The University is required by law to file quarterly reports that include a “good faith” estimate of expenses incurred for federal lobbying activities “on behalf” of the institution. We interpret this disclosure requirement to apply to contacts that could reasonably constitute lobbying by those in senior positions who can be expected to speak for the University. We do not attempt to capture faculty interactions with policy makers in their areas of professional expertise, but contacts that could reasonably constitute lobbying on behalf of the institution made by faculty in conjunction with, or at the direction of, these senior University officials must also be disclosed.

A “lobbying contact” will include contacts that could reasonably constitute lobbying made “on behalf of the University” by senior University officers, such as the President, Provost, Deans, Vice Presidents, and Government Relations officers or their designees. Independent contacts to or by faculty related to their areas of expertise are not considered lobbying on behalf of the University.

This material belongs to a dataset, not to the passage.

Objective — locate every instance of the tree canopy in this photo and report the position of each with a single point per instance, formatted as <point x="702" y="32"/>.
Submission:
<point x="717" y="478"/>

JHU is mindful that translating knowledge into policy change is an important part of its mission, and the University’s contribution to evidence-based policy deliberation is vital. Faculty and staff are encouraged to contact the offices of Federal Strategy or Government, Community and Economic Partnerships if they have questions about the need for disclosure, as state and local laws may differ.

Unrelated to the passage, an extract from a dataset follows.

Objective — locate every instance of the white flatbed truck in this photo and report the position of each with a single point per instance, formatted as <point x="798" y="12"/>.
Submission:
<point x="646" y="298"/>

Per the JHU Use of Name Policy, affiliates shall include a disclaimer as necessary to state that the views expressed by the affiliate do not necessarily reflect the views of the University and that the affiliate’s opinions are their own. The University’s policy around lobbying, advocacy, electoral campaigns, and interacting with public officials can be found here.

Common questions:

  • What if I lobby through a professional association? Disclosure is not required, but it can be an opportunity for collaboration and coordination with our office.
  • What if I am invited to testify? Contact us. Invited testimony is not considered lobbying, but the Federal Strategy team can be an asset to help you prepare and know what to expect. See the “Resources” tab for testimony tips and our testimony archive.
  • What if I am acting in my own capacity? No need to disclose. If you are engaging with a policymaker in a purely personal capacity for matters unrelated to your work and without using institutional resources, then you can skip the form. If you are unsure, just ask.
  • Do students need to disclose lobbying contacts? No, only Johns Hopkins employees lobbying on behalf of the institution must disclose.